Corporate Debt’s Spin Cycle Splotch
As corporate bonds entered the last quarter with big CEMBI components Brazil and Russia demoted to high-yield and issuance off 30 percent, sell side houses have tried to pre-empt crisis talk by citing normal features of business cycle correction, including more cautious borrowing and operating approaches. Emerging market GDP growth will stay around 4 percent on average though next year, a modest margin over advanced economies, with China and India continuing to lift Asia in comparison with Europe and Latin America. Commodity prices will remain weak, and that category is one-quarter of the corporate external debt universe just behind financials at one-third. Large quasi-sovereign oil and gas names dominate the group, with Latin American exposure the greatest by region and state support is assumed should troubles persist in light of strategic and subsidy policy implementation values. Currency depreciation will also continue against the dollar into 2016 but has benefited commodity producers through lower local costs, and management in Brazil, Russia, Kazakhstan, South Africa, Colombia, Indonesia and elsewhere has accommodated this trend for several years. Asian and European units have held up better, and management globally has moved to cut costs and pare leverage in response, according to JP Morgan research.
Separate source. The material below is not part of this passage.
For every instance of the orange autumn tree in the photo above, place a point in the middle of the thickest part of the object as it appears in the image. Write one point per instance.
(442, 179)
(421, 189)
Gross debt expansion has slowed to single digits, and 2015 issuance will be around $250 billion against the original $375 billion projection, with higher-rated credits half the sum. In recent months several firms have conducted liability management swaps and leverage has come down to under 2.5 times. Capex rather than refinancing is absorbing proceeds, and dividend and share repurchase programs have been slashed. The high-yield default rate is over 4 percent after Ukraine’s crash, and one-third have involved distressed exchanges. Chinese property which had drawn warnings has turned to the onshore market in the last quarter with official encouragement, and maturities for the overall class were only $20 billion this year. Low-rated bonds below BB have been shunned with that threshold accounting for half the segment’s activity. “Fallen angels” from investment grade like Petrobras and sanctioned Russian companies have worsened financial ratios, but government facilities are available as backstops, the analysis suggests. In Q3 $40 billion of Russian debt matured and 40 percent of that amount was likely in the form of intragroup loans, according to the central bank. In the next twelve months $90 billion is due against reported reserves of $370 billion and no ruble devaluation expectation, it adds.
Petrobras shelved a planned domestic bond placement as lawmakers considered a formal impeachment proceeding against President Dilma Rousseff for fiscal account reporting violations, although she still has not been linked to the Car Wash bribery investigation. However her predecessor and mentor Lula is firmly in judicial sights for alleged influence peddling on behalf of construction giant Odebrecht, and may try to move Workers Party loyalists to his defense by attacking pension reform and other measures already dividing the ruling party coalition. In China too S&P ratings recently noted that the “invincibility perception” of state-owned enterprises may be banished under a looming squeeze as it surveyed the top 200 companies by revenue. Leverage risk is up and recovery is not “on the horizon” as construction, transport and mining borrower prospects are dim under likely short-term scenarios.